Fish oil relieves neck and back pain
The results of a study published in April, 2006 issue of the journal Surgical Neurology reported that omega-3 fatty acid supplements were effective for the majority of individuals who used them to treat neck or back pain.
Joseph Charles Maroon, MD and Jeffrey W. Bost PAC of the University of Pittsburgh Medical Center conducted a study of 250 individuals who had been seen by a neurosurgeon with nonsurgical neck or back pain. Participants were advised to consume 1200 milligrams per day of the omega-3 essential fatty acids (EFAs) eicosapentaenoic acid (EPA) and docosahexaenoic acid (DHA) from fish oil from March to June, 2004. The subjects received questionnaires concerning their response approximately one month after beginning the treatment.
Half of the participants returned their questionnaires after an average of 75 days on fish oil. Sixty percent reported an improvement in overall pain, and the same percentage reported an improvement in joint pain. Satisfaction concerning their improvement was reported by 80 percent. Eighty-eight percent of the participants stated they would continue with the fish oil, and 59 percent discontinued taking prescription nonsteroidal anti-inflammatory drugs (NSAIDs) such as ibuprofen. Unlike NSAIDs, which can have adverse effects, no significant side effects were associated with omega-3 essential fatty acid supplementation.
"That close to two thirds of patients could discontinue NSAIDs is certainly provocative, especially given the recent FDA warnings regarding their complications," the authors note. They conclude, “Our results mirror other controlled studies that compared ibuprofen and omega-3 EFAs demonstrating equivalent effect in reducing arthritic pain. Omega-3 EFA fish oil supplements appear to be a safer alternative to NSAIDs for treatment of nonsurgical neck or back pain in this selective group.”
In many cases, chronic pain is caused by an underlying condition, such as arthritis or fibromyalgia. Treating the underlying condition is an effective way of relieving pain.
Essential fatty acids have special value in fighting pain. Gamma-linolenic acid (GLA) is an omega-6 fatty acid derived from evening primrose, borage, and black currant oils (Leventhal LJ et al 1994). Docosahexaenoic acid (DHA) and eicosapentaenoic acid (EPA) are omega-3 fatty acids that are derived from flax and perilla and are found in fish oils (Mahan LK et al 1996). These essential fatty acids are important in manufacturing prostaglandins E1 and E3, which help to reduce inflammation and pain, while reducing proinflammatory prostaglandin E2 (Mahan LK et al 1996). In fact, infusions of prostaglandin E1 are commonly used to treat intermittent claudication, a painful, chronic, vascular condition caused by poor blood flow.

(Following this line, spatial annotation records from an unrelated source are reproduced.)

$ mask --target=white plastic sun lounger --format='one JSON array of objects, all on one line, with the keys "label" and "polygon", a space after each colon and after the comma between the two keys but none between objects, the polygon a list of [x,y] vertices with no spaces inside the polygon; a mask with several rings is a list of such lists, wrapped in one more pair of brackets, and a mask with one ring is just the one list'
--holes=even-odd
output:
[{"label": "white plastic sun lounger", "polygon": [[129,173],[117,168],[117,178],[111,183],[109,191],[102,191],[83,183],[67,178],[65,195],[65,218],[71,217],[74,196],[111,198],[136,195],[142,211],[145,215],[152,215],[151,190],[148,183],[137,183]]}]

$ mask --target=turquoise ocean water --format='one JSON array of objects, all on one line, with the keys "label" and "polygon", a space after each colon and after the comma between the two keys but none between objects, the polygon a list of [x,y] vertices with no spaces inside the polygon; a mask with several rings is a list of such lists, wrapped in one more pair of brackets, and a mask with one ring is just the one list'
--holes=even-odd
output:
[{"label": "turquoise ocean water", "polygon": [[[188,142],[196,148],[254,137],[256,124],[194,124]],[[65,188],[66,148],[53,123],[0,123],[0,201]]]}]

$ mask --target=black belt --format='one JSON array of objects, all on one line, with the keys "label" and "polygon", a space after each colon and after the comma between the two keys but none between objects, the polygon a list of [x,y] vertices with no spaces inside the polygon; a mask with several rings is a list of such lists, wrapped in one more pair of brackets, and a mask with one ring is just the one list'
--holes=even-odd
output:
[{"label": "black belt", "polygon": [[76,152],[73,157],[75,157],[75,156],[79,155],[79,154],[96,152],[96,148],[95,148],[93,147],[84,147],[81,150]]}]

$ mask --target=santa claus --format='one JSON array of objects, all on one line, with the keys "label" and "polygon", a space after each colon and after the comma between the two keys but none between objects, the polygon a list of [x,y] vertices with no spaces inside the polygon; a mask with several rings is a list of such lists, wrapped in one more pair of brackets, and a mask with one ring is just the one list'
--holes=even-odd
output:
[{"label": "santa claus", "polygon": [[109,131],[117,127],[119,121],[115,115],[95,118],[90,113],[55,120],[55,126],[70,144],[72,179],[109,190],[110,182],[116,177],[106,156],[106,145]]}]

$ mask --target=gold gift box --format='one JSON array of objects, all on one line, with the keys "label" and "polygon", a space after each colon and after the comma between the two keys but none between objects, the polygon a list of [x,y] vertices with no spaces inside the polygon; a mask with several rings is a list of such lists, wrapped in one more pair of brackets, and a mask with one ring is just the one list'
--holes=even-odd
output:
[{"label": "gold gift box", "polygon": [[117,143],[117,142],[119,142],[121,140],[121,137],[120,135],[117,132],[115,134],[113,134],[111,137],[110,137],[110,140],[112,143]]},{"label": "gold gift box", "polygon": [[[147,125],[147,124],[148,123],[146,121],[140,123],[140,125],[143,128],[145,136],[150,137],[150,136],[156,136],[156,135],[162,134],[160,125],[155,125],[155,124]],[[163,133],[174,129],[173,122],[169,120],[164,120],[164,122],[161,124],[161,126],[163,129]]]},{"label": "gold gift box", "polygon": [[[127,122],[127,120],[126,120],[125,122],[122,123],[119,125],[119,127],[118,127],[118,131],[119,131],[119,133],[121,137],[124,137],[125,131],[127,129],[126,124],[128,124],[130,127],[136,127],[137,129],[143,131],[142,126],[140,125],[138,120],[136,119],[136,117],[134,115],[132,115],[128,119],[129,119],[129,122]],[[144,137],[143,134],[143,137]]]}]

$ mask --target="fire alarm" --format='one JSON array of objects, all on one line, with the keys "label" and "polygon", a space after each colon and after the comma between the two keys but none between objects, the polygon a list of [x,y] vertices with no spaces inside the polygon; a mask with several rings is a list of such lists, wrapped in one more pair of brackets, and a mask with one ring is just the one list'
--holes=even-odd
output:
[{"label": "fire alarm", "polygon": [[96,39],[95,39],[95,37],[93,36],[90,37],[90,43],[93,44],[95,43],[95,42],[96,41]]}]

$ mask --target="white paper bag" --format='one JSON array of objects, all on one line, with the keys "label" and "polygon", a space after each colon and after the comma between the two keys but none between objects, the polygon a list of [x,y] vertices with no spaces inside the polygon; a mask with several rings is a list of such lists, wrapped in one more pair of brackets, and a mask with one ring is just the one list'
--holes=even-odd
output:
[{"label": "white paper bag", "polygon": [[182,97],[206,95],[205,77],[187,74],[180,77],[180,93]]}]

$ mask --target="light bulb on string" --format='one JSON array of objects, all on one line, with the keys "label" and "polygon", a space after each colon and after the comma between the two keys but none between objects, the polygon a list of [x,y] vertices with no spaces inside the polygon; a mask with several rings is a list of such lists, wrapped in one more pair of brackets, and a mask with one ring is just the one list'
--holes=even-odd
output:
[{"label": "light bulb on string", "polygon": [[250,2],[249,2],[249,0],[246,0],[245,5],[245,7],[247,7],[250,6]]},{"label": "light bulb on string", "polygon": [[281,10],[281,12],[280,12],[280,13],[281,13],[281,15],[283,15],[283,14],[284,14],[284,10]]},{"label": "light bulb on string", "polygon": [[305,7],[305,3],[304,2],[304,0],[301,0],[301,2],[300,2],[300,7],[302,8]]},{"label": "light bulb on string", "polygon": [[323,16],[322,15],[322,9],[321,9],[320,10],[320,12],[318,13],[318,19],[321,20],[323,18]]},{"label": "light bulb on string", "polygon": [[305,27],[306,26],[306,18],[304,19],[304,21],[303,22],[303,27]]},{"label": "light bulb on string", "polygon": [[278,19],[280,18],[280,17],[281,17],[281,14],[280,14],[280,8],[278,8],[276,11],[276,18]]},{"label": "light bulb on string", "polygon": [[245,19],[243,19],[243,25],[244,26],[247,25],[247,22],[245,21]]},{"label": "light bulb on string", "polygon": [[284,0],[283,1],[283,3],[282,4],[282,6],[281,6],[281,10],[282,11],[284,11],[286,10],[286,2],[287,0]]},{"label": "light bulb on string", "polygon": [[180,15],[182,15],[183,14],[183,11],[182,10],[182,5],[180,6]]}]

The omega-3 fatty acids have been found not only to protect against heart disease but also to reduce the inflammation and pain of rheumatoid arthritis. Studies show that patients with rheumatoid arthritis experience a decrease in joint stiffness and tenderness after 3 months of treatment with omega-3 fatty acids (Fortin PR et al 1995; Kremer JM et al 1985). Other studies have found that patients who consume fish oil were able to significantly reduce their intake of NSAIDs, compared with subjects in a control group (Lau CS et al 1993; Skoldstam L et al 1992).
Part of the effectiveness of omega-3 fatty acids may come from their ability to inhibit proinflammatory cytokines (such as TNF-alpha and IL-6) (James MJ et al 1997).